Нико улыбался, говорил легко, и нельзя было поверить, что минуту назад его голос был жестким, тяжелым, ржавым.
– А после Сандры – ужин. Я заказал столик в ресторане. Рыба или мясо?
– Ой, да все равно!
– Значит, рыба.
Она взлетела наверх, скинула халат, вывернула из чемодана на пол одежду, выхватила простенькое светлое платьице, светлые же трусики и лифчик, вдруг обернулась – увидела Пабло, который с террасы невозмутимо наблюдал за нею. Охнув, Ваниль метнулась в ванную, заперлась, прислушалась. Сердце колотилось. Он видел ее голой, всю видел. Глаза у этого Пабло были как у рыбы, у чудовищной рыбины, поднявшейся вдруг из морских глубин, чтобы умертвить своим взглядом все живое под солнцем.

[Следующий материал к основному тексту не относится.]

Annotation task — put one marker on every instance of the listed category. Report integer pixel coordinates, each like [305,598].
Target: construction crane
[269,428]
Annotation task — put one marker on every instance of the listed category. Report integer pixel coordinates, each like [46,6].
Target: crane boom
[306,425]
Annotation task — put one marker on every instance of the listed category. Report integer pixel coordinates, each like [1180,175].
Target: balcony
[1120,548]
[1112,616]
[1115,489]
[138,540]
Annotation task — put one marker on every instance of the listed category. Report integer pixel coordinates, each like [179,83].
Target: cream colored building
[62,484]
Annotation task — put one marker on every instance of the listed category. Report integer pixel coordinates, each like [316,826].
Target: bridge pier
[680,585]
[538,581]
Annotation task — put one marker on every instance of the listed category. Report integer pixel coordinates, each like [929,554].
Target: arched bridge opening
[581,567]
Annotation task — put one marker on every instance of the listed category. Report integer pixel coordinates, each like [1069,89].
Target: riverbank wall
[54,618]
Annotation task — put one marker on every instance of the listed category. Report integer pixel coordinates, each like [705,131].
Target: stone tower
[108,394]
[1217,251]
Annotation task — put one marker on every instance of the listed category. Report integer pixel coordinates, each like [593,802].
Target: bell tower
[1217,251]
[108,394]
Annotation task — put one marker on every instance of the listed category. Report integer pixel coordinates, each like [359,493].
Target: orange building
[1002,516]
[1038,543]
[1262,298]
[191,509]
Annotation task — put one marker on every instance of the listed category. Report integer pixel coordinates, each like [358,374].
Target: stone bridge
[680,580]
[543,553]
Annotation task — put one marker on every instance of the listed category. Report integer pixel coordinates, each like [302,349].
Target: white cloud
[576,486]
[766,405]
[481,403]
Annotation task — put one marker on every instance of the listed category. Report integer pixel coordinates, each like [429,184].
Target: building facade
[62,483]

Ваниль встряхнула головой. Ну его к черту, этого Пабло. Она приехала к Нико, а он не даст ее в обиду. Быстро оделась, выглянула из ванной – на террасе никого не было – и выбежала из комнаты.
Во дворе у кабриолета ее ждали улыбающийся Нико и невозмутимый Пабло.
Сандра оказалась хозяйкой то ли магазина, то ли салона красоты. Как рассказал Нико, ее отец был сербом, а мать – украинкой, поэтому Сандра сносно говорила по-русски. Высокая, худая, узколицая, она взяла Ваниль за руку, подвела к окну, покачала головой.
– У ее лица нет истории, – сказала она. – Сколько тебе лет?